Student orientation is probably one of the least useful things I’ve ever signed up for on campus. The only useful thing I took away from the experience was the clip-folio. I could have found my classes or figured out there was more than one bus loop by myself. You’ll quickly learn, as the rest of us inevitably have, that your current plans for funding yourself will never be enough.

Scholarships and bursaries sound terrifying. To be fair, having to depend on competitive sources of income is terrifying, but they’re more plentiful than you’d think. There’s a main list of scholarships on Student Information Central, but that only represents a very small portion of all the scholarships available to students. Your department will have its own list of relevant scholarships and bursaries available to your faculty specifically. All you need to apply for a scholarship or bursary is your relevant financial information. As daunting as it all may seem, think of it this way: if you spend eight hours two days in a row applying, those sixteen hours could potentially pay off with thousands of dollars.
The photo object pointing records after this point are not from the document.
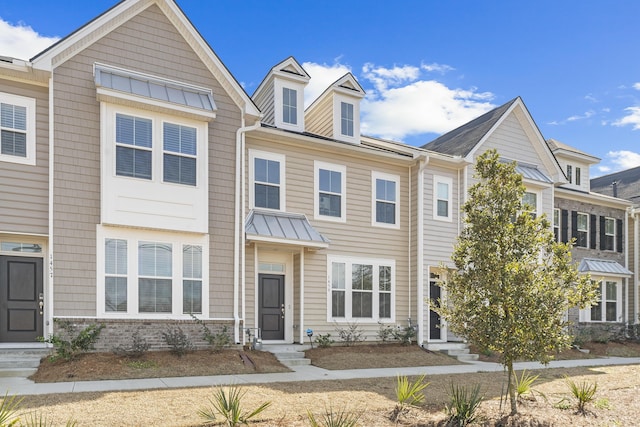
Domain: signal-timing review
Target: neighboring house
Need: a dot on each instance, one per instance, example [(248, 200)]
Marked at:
[(626, 185), (510, 130), (597, 224), (118, 178)]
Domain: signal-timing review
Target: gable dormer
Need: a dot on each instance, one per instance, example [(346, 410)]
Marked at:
[(574, 163), (336, 113), (280, 96)]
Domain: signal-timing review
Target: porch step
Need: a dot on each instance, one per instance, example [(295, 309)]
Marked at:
[(458, 350), (289, 355), (15, 360)]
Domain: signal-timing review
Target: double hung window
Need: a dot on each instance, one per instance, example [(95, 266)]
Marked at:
[(17, 129), (385, 199), (361, 289)]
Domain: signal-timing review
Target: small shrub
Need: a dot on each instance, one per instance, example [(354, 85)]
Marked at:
[(331, 418), (70, 343), (178, 341), (404, 334), (463, 405), (229, 406), (217, 341), (524, 383), (408, 394), (138, 347), (350, 334), (324, 341), (385, 332), (584, 392)]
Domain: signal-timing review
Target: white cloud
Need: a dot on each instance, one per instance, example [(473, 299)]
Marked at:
[(420, 107), (21, 41), (633, 118), (586, 115), (439, 68), (623, 159), (382, 77), (322, 76), (399, 103)]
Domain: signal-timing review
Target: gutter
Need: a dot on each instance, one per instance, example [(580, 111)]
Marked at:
[(424, 160), (239, 233)]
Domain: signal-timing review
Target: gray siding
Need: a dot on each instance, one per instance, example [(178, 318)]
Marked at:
[(140, 44), (24, 189)]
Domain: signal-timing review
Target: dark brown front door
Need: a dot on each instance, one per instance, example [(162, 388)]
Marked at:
[(271, 306), (20, 295)]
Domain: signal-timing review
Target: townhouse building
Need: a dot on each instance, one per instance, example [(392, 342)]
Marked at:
[(139, 192)]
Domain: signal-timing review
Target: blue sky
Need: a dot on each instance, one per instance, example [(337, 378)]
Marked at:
[(427, 66)]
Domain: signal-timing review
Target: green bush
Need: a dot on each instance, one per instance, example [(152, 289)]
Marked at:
[(463, 405), (584, 392), (178, 341), (408, 394), (218, 340), (324, 341), (229, 406), (70, 343), (138, 347), (350, 334), (331, 418)]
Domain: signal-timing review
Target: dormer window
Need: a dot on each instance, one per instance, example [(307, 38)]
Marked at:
[(346, 119), (289, 106)]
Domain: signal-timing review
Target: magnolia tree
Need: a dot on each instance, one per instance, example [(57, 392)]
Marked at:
[(513, 283)]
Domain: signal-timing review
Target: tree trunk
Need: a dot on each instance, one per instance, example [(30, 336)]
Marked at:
[(511, 388)]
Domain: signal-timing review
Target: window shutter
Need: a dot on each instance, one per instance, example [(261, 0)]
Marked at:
[(593, 222), (619, 238), (574, 224)]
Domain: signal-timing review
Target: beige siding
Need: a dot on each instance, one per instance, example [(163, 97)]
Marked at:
[(24, 189), (320, 119), (140, 44), (266, 103), (356, 237), (512, 142)]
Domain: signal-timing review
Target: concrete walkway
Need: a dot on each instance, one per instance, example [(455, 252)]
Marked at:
[(24, 386)]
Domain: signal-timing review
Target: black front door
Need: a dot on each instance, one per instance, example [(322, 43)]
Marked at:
[(20, 295), (271, 306), (435, 332)]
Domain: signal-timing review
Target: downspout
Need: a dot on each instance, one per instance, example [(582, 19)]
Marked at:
[(409, 212), (238, 235), (636, 262), (420, 252), (49, 325)]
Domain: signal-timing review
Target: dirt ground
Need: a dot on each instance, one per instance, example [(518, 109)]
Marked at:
[(616, 402)]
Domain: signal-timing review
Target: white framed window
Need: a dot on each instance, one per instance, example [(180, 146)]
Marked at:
[(17, 129), (346, 119), (148, 274), (330, 191), (530, 203), (609, 234), (609, 306), (134, 143), (289, 106), (266, 175), (360, 289), (582, 239), (385, 204), (442, 197), (556, 224)]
That’s more than you’ll make in two days at any part time job.

Ok, so maybe a scholarship or bursary isn’t for you. Or maybe you just didn’t manage to get one. I haven’t since first year; it’s why I have a job. Actually, it’s why I have four jobs, but I digress. Finding a solid part time job is harder than it seems. The further you get into your degree, the more relevant volunteer work becomes. SFU’s Career Centre (which isn’t your high school career centre with a haggard old teacher pining away for retirement, loaded with cliches and pamphlets instead of analytically sound advice) will tell you this. They can help you get a resume together that you won’t want to burn when you stumble upon it in the future, and you can sign up for workshops with leaders in the industries and sectors you’re hoping to find a job in. If all you can find is volunteer work, take it and run. If you do quality work for free, eventually someone will see your value and pay you to do that work. Your volunteer liaison is more likely to find you a position than some big box company’s pimply team lead, anyway.

All of this self-starter, work-for-free business might seem daunting. Fear not, for the best is yet to come. The truth is there are a lot of real jobs on campus — jobs that pay well over minimum wage — people just don’t know about them. But they would if they checked their e-mail. Departmental forwards are obnoxious and plentiful. They get passed around so much the first 30 lines look like every good-luck-if-you-send-this-to-seven-people forwards your aunt is famous for. Scroll past that and you’re likely to find a student group or research cohort that needs people and understands a student schedule means fairly limited availability that changes three times a year with potentially no summer commitment.

Look, we can’t all pass the bar stool test, and even if we could we’re still no match for all of the fledgling actor/servers who are always available and better able to fake their way through lecherous drunk perverts and high maintenance assholes who counted six grains of rock salt on their flatbread when they clearly specified multiples of eight only. You can do better.